Back in March, Rapid City Journal columnist Janette McIntyre tried to defend HB 1234, Governor Daugaard's education reform package. Like most defenders of HB 1234, she failed, having to resort to inaccurate statements and ad professionem attacks on teachers and bogeyman scare tactics about lawyers and unions.

Janette McIntyre has since realized that defending HB 1234 is hopeless. After just a couple weeks of feedback from readers who disagreed with her, McIntyre declared fatwa on HB 1234:

Have you ever felt liberated when you said you were wrong and really meant it?

Well, I was wrong. The education establishment and everyone else should want the governor's education bill killed one way or another [Janette McIntyre, "Ask Why Superintendents Against Referendum," Rapid City Journal, 2012.04.11].

Somewhat hilariously, McIntyre claims that the real reason she came to Jesus on HB 1234 is that she heard superintendents opposing the referendum for fear that it might hinder their ability to pass the sales-tax initiative and get more funding for the schools. McIntyre may hate teachers, but she hates taxes worse, so the enemy of her enemy becomes her friend. Congratulations, Superintendent Graves! By flacking for the Governor's plan, you helped convince someone else to oppose it!

McIntyre straightens her views out more in her April 25 column, wherein she calls Governor Daugaard's plan the wrong approach:

Gov. Dennis Daugaard's latest attempt with serious arm twisting pitted good teachers against good teachers. I defended his stand originally to give teachers a raise thinking at least a few of them would be making more money. It was the wrong approach [Janette McIntyre, "Merging School Districts an Answer," Rapid City Journal, 2012.04.25].

McIntyre reverses her April 11 contention that South Dakota's K-12 schools are broken. She now admits that there isn't really a major problem requiring HB 1234's ministrations:

First, teachers are doing an excellent job teaching the children in South Dakota. The statistics prove it. It does not matter if it is the comparison on ACT tests or testing at lower grades. Our students come out above the national average.

That isn't happening because we have clean air and purified water running down Rapid Creek, it's the dedication of the teachers [McIntyre 2012.04.25].

McIntyre acknowledges that there are underperformers in every profession, but that principals and parents already have the ability to weed out the underperforming teachers. The real problem, says McIntyre, is paying all of South Dakota's dedicated teachers a competitive wage:

The problem is that under the current system — and by system I mean the unnecessary bureaucracy we have created — [teachers] are not even close to parity with their counterparts in adjoining states. That should embarrass all of us.

Those of us, and I admit I have had the same thoughts, too, who think that they only work nine months of the year, well, so do the teachers in other states. Frankly, most of us couldn't do their job, nor do we want it [McIntyre 2012.04.25].

That statement is a dramatic shift from McIntyre's April 5 statement that "Teachers are paid fairly, statewide and regionally."

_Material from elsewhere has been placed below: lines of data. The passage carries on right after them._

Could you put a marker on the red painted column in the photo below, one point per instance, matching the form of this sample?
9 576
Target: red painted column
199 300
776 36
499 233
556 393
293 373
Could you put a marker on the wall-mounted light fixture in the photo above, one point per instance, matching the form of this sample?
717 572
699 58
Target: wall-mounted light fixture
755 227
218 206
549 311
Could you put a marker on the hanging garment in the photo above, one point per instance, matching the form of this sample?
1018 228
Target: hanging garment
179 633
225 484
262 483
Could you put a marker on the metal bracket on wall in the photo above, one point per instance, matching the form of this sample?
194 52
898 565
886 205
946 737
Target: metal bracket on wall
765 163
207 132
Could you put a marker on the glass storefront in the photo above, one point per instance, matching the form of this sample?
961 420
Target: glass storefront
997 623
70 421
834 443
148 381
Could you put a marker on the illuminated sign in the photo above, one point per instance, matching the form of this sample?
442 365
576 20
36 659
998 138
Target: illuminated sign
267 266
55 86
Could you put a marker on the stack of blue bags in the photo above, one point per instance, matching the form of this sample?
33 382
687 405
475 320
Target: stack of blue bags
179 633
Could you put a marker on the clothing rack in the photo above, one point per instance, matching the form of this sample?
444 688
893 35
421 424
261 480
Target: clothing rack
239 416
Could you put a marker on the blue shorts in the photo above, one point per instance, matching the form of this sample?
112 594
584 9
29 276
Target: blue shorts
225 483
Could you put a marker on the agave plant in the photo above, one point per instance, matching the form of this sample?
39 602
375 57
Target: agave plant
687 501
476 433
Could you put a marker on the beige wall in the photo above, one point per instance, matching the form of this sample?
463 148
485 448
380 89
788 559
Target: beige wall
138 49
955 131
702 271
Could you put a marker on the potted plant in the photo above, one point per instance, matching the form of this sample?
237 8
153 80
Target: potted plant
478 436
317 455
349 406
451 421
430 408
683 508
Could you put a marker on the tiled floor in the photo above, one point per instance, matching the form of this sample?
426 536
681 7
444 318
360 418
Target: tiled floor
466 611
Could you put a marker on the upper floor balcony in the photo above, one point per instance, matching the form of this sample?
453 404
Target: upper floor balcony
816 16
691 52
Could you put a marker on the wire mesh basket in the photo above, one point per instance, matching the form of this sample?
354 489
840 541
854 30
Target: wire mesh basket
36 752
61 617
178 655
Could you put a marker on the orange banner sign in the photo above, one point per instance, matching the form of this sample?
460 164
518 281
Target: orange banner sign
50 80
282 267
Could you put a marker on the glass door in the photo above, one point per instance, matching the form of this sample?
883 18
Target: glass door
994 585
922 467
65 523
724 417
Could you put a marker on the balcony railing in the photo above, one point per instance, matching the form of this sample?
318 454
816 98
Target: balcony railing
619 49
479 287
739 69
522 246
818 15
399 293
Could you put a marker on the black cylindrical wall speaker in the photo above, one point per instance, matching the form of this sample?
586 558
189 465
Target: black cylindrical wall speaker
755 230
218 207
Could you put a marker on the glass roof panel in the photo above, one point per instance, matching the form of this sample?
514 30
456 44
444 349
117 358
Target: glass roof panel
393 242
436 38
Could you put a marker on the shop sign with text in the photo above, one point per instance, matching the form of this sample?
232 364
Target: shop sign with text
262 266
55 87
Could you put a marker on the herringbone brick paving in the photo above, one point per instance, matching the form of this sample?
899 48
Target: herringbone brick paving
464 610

McIntyre now contends that we should save money and raise pay for all teachers by consolidating school districts. I've heard calls for administrative consolidation from a number of petition signers. Consolidation has pros and cons; in some sparsely populated districts, it's unworkable.

HB 1234 has done all the work it should. It has inspired a lot of thought and conversation about what's really happening in our public schools. It has inspired people like McIntyre to get past teacher-bashing and easy rhetoric and look instead for real solutions. Now let's do what McIntyre says: kill HB 1234 and come back to the 2013 Legislative session with just and effective education policies.